An example of ECDH key agreement is a home-banking subscriber, Alice, setting up a secure communication channel with her bank. Alice generates a public key and a private key; she sends the public key to her bank. Independently, her bank generates a public key and a private key; the bank’s public key is sent to Alice. Alice combines her private key and the bank’s public key to form a shared secret. Her bank combines its private key and Alice’s public key to arrive at the same shared secret. The shared secret may now be used to generate a key for encrypting and decrypting the communication session. Figure 1 illustrates the use of DH for this session.
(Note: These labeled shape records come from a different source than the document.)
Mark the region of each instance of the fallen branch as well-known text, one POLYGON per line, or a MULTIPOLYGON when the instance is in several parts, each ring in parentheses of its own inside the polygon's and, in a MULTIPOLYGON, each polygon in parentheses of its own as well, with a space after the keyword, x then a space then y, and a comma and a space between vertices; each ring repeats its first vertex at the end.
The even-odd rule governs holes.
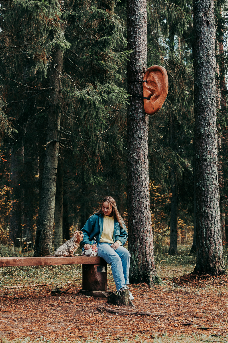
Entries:
POLYGON ((133 315, 138 316, 156 316, 157 317, 164 317, 164 315, 161 314, 158 314, 157 313, 151 313, 151 312, 142 312, 137 311, 136 312, 132 312, 132 311, 118 311, 115 309, 115 308, 112 308, 109 307, 105 307, 104 306, 100 306, 99 307, 97 307, 97 310, 98 311, 101 311, 102 313, 102 309, 105 310, 107 312, 109 312, 110 313, 117 313, 118 315, 133 315))
POLYGON ((53 294, 53 293, 58 293, 58 295, 61 295, 61 293, 66 293, 68 291, 69 289, 71 289, 70 287, 69 288, 68 288, 67 289, 66 291, 61 291, 62 288, 65 286, 66 284, 65 283, 63 283, 62 285, 60 285, 59 286, 58 286, 58 285, 56 285, 55 286, 54 288, 52 289, 51 292, 52 294, 53 294))
POLYGON ((24 285, 23 286, 2 286, 5 288, 24 288, 25 287, 37 287, 40 286, 49 286, 50 283, 38 283, 37 285, 24 285))

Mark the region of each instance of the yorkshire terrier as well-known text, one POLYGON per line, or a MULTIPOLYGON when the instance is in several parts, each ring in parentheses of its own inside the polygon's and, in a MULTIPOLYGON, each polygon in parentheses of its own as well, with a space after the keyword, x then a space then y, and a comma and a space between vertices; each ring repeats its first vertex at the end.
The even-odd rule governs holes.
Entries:
POLYGON ((84 235, 81 231, 76 230, 72 238, 64 243, 52 256, 73 257, 74 256, 73 253, 78 248, 80 242, 82 240, 83 237, 84 235))

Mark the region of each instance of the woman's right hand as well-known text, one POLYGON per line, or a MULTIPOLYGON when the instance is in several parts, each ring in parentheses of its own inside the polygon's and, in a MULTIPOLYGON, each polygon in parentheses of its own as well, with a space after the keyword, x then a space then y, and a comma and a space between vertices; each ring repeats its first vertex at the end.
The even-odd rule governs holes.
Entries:
POLYGON ((87 244, 86 244, 85 245, 84 245, 84 248, 85 250, 88 250, 88 249, 89 249, 91 247, 92 247, 90 245, 90 244, 89 244, 89 243, 88 243, 87 244))

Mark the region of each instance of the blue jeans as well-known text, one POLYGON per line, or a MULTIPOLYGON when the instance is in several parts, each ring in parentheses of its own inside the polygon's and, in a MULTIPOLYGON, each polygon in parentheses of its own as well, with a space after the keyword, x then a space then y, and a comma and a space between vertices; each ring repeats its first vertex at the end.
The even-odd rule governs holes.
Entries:
POLYGON ((129 284, 128 276, 131 255, 122 245, 114 250, 109 243, 98 243, 97 255, 111 265, 113 279, 117 291, 129 284))

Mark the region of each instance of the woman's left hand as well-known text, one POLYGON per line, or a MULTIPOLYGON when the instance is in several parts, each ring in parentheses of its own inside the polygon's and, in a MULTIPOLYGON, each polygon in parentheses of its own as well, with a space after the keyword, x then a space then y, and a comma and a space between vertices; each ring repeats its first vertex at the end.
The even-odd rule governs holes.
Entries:
POLYGON ((117 248, 119 248, 119 243, 118 242, 116 242, 116 243, 113 243, 113 244, 111 246, 111 247, 114 250, 116 250, 117 248))

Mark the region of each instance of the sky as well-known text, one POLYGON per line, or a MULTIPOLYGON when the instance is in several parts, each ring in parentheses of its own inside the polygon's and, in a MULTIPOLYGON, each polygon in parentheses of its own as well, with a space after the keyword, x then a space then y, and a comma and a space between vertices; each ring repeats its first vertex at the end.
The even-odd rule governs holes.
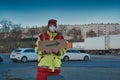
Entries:
POLYGON ((0 0, 0 20, 25 26, 120 23, 120 0, 0 0))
The problem with DH is that Alice may be setting up a secure session with someone impersonating her bank. Because the private and public keys are generated on the fly, there is no way to prove you have a secure session with the intended party unless you add a method for user authentication. MQV addresses this issue.

The MQV elliptic curve key agreement method is used to establish a shared secret between parties who already possess trusted copies of each other’s static public keys. Both parties still generate dynamic public and private keys and then exchange public keys. However, upon receipt of the other party’s public key, each party calculates a quantity called an implicit signature using its own private key and the other party’s public key. The shared secret is then generated from the implicit signature. The term implicit signature is used to indicate that the shared secrets do not agree if the other party’s public key is not employed, thus giving implicit verification that the public secret is generated by the public party. An attempt at interception will fail as the shared secrets will not be the same shared secrets because the adversary’s private key is not linked to the trusted public key.

To return to the example of Alice communicating with her bank. If Alice has the bank’s public key and the bank has Alice’s public key then the MQV key exchange may be used. Anyone intercepting the transmissions and substituting the public key is unable to communicate because the resulting shared secrets differ.

While based on DH, MQV offers attributes – such as key-compromise impersonation resilience and unknown key-share resilience – that are not found with DH. This allows protocols that use MQV for key agreement to offer stronger authentication and ensure malicious entities cannot masquerade as a third party to the entity whose key was compromised.

MQV also has many desirable performance attributes, including the fact that the dominant computational steps are not intensive while the protocol also has low communication overhead, is role-symmetric, non-interactive and does not use encryption or time-stamping.

The result is that MQV has all the desirable security attributes of key establishment as outlined in the article on Key Establishment Schemes and if computed using Elliptic Curve Cryptography offers significant performance advantages over other key establishment schemes. This makes it ideal in the development of security protocols and systems that require efficient and authenticated key agreement.